Step 2: Sweep and scrub the floor. (I can do this.)
Step 3: Wash down the baseboard and prep surfaces for painting. (Wait, WHAT in the world is that smell?) Investigate said smell.
Step 4: Put your nose to the floor and about pass out from the smell of cat. Realize the linoleum squares are no longer glued down to the floor. Understand this issue MUST be fixed to sell the house. Have a small panic attack, because you can’t afford to keep spending money to fix things. Count the floor tiles. You need 100 square feet. Start pulling up the flooring in the laundry room before your husband gets home from work. (He already thinks you are crazy anyway.) Get tired halfway through and take a break. Grab your order from the grocery during the pick-up window then drive to Lowe’s. Price flooring and impulsively buy a new floor. Argue with the girl at the register over the cost when it rings up $0.48 more each piece than what is advertised on the sign at $0.99 per piece. Find out your flooring is not a square foot each but 1.5 square feet. Buy it anyway, you can return what you don’t use.
Step 5: Put away the groceries and explain to your husband what happened. He has a beer in hand so, not much of a reaction. Continue to pull up vinyl then scrub the floor on hands and knees to try to clean up any remaining cat issue. Find the baseboard on the long wall is destroyed from termites from previous owners. Pry baseboard off. Clean up floor again. Finish laundry in the process so washer and dryer can be moved so tile underneath can be removed. Take a shower and pass out in bed.
Step 6: Realize this was a bad idea and acknowledge that this is not going to be a weekend project. Die a little inside. Scrub the floor again, with a magic DIY cat smell formula. It doesn’t help. Ponder painting the floor with Kilz. Continue to work on the laundry room. Run to home Depot to get new baseboard and finishing nails to install. Let husband tell you it will be easier to use Liquid Nails. Go back to Home Depot. Come home, put glue all over baseboard. Realize that even though it is cut to the correct size, there is no way to get it between the heater, hot water heater, miscellaneous hoses, wires, etc. Go to the back garage to cut it with the saw. Hear something alive and big in the back. Squeal a little bit and go get the hubby to help. Cut the board down and install. Shut the door and pretend said animal is not in the garage.

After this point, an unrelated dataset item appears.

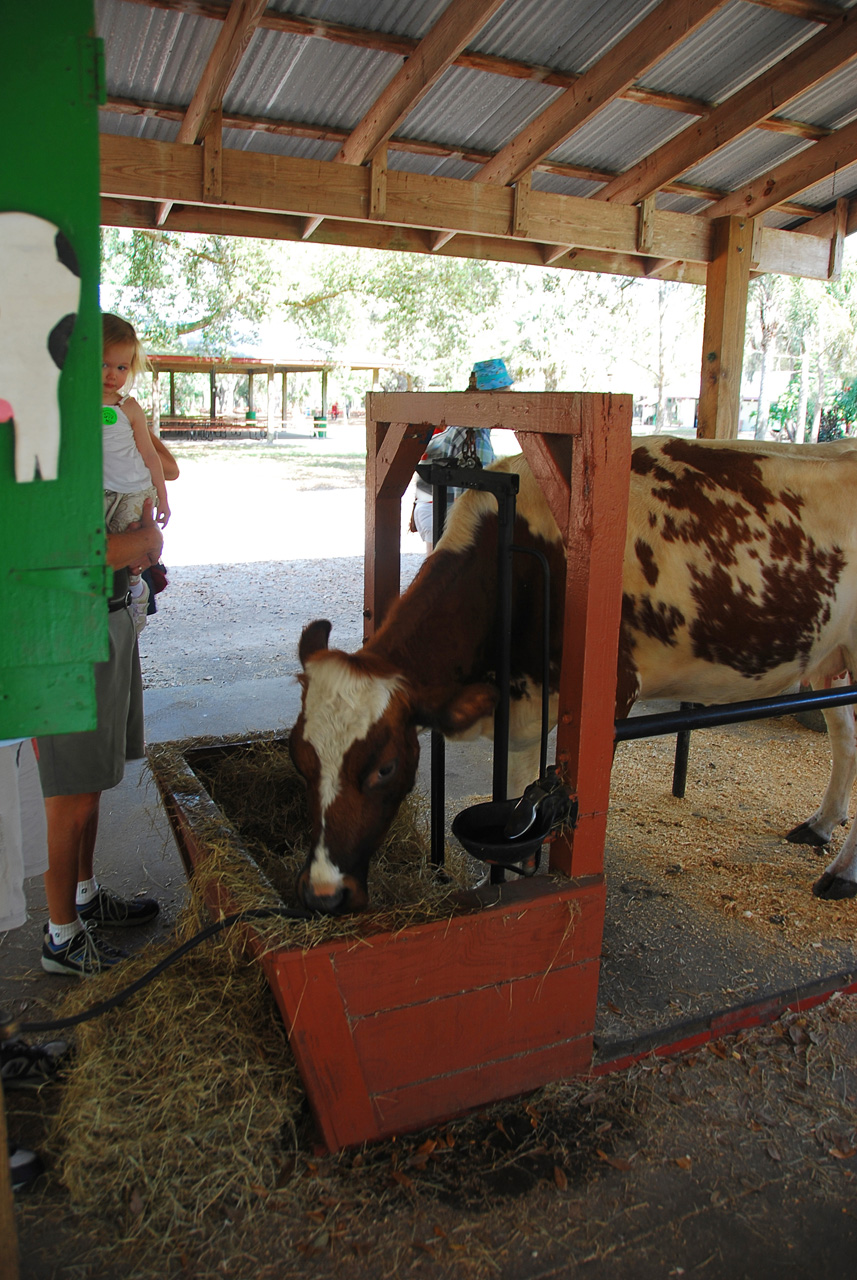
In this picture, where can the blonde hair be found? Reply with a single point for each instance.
(118, 330)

Step 7: Be proud for the day and tape for painting. Find that your dad never finished painting behind the door.
Skip off to make dinner and get breakfast and lunches ready for the week. Plan to come home every night after work and do a little painting. Leave the mess in the living room and hallway. Go to bed.
Step 8: Don’t do a damn thing any night of the week because you aren’t sleeping and you are exhausted. Ignore the mess in the hall and living room.
Step 9: Get a letter from the school about youngest kid missing too much school. Freak out and yell and scream at the kid and ex-husband, which makes the week so much better (more about this later). Ignore the mess in the hall and the living room.
Step 10: It is now Friday and I have to work tomorrow. So Sunday is my next day to hit it all day long and hard. Hope like hell to get the painting done at least. **Fingers crossed**, as I ignore the mess in the hall and the living room.